Jeans or khakis? Shoes or sandals? Whatever the event, your closet’s got you covered, packed with every outfit you’ll ever need.
But what’s your style, what makes you confident? How do you know what to wear for the occasion? Read Naturally Tan by Tan France and see what fits.
As a young boy growing up in South Yorkshire, England, Tan France was no shrinking violet: he was “weirdly worldly wise” and “definitely the cockiest one of the family.” He also knew what he wanted and didn’t rest until he got it, and even then he knew that he liked boys better than girls.
That determination didn’t make his childhood breezy, though; France was Pakistani in a predominantly-white area, and he grew up with the hum of racism in the background. He was bullied, but still, he says, he “managed to make things work … .”
It helped that his grandfather owned a denim factory and taught France to sew. It was there that he learned the importance of fashion, but that wasn’t yet a career; from age 16 to 27, France held more than 30 jobs, most of which he abandoned with little-to-no notice.
He came to realize that he wanted to be an entrepreneur, and everything coalesced after a vacation in Salt Lake City and after he fell in love with a cowboy. By then, France had spotted an opportunity, specifically, with modest swimwear, and his brand firecrackered to success literally overnight.

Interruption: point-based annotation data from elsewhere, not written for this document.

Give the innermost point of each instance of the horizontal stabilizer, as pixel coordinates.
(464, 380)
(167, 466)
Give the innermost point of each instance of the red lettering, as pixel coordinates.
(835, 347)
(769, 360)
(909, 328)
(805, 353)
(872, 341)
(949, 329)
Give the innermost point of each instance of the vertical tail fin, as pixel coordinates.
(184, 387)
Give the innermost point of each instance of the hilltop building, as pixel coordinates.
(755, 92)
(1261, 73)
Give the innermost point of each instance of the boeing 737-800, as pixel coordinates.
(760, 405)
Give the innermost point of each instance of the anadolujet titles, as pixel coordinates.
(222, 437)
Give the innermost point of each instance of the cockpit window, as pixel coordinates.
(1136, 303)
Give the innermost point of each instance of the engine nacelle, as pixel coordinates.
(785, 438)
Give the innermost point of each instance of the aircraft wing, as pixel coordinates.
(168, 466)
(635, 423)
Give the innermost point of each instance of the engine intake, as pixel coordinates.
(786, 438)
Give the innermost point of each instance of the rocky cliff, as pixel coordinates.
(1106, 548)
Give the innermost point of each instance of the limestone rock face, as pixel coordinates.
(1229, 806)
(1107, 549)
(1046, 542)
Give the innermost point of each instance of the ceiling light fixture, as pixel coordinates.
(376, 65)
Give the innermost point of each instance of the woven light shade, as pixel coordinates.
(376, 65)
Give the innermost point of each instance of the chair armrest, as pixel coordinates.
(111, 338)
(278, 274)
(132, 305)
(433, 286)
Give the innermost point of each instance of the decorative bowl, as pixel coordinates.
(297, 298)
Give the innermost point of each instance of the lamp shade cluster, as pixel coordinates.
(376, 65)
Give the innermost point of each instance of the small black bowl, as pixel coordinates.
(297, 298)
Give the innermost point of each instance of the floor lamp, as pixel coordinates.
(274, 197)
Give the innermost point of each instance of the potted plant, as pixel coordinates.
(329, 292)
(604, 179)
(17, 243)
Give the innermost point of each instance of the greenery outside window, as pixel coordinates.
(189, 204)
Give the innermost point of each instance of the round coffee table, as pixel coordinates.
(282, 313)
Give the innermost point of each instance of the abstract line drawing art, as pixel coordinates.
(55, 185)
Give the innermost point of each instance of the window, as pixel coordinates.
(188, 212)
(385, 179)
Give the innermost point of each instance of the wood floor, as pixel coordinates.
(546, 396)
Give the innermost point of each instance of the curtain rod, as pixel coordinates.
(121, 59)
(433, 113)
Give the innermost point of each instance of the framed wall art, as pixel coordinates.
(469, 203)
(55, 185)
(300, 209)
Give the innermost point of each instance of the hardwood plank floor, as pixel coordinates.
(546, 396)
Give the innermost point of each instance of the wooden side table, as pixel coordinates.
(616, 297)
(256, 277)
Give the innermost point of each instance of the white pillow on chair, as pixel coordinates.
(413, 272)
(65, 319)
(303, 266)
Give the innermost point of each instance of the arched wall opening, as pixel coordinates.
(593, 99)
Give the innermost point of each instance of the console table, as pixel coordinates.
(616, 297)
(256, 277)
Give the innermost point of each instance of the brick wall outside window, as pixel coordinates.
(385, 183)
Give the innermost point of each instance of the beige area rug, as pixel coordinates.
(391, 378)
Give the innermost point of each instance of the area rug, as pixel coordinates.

Unprepared, France and his new man worked around the clock to accommodate customers and to try to grow the business. Eventually, the stress became too much and France stepped back.
He was not really looking for anything new when, on vacation, he received a call from someone who told him about an opportunity with Netflix and Queer Eye, a job he never dreamed of and was convinced that he’d never land. He wanted it, and he didn’t. He needed prodding until he “begrudgingly” auditioned…
At its outset, Naturally Tan feels like just another gay memoir; stating that he always knew he was gay, author Tan France seems a bit stiff, as though his story needs to stretch and twist before it starts to stride.
Once it takes that next step, though, it’s got you.
Like virtually all other gay memoirs, France goes on to tell a story of a childhood of dawning, of bullying, and of learning more about himself. But the uniqueness lies in the cultural differences with which he was raised: he writes of being a Muslim Pakistani in a white world and how this fit with his gayness and his passion for fashion. Between this, and advice he doles out with impunity, France does snark well, which he freely admits. That’s entertaining, especially since he appears to be rather nice about it.
In the end, this is a fun book from a star’s-eye view, and with useful tips for any reader, gay or not. Pick up a copy of Naturally Tan and see if it doesn’t suit you.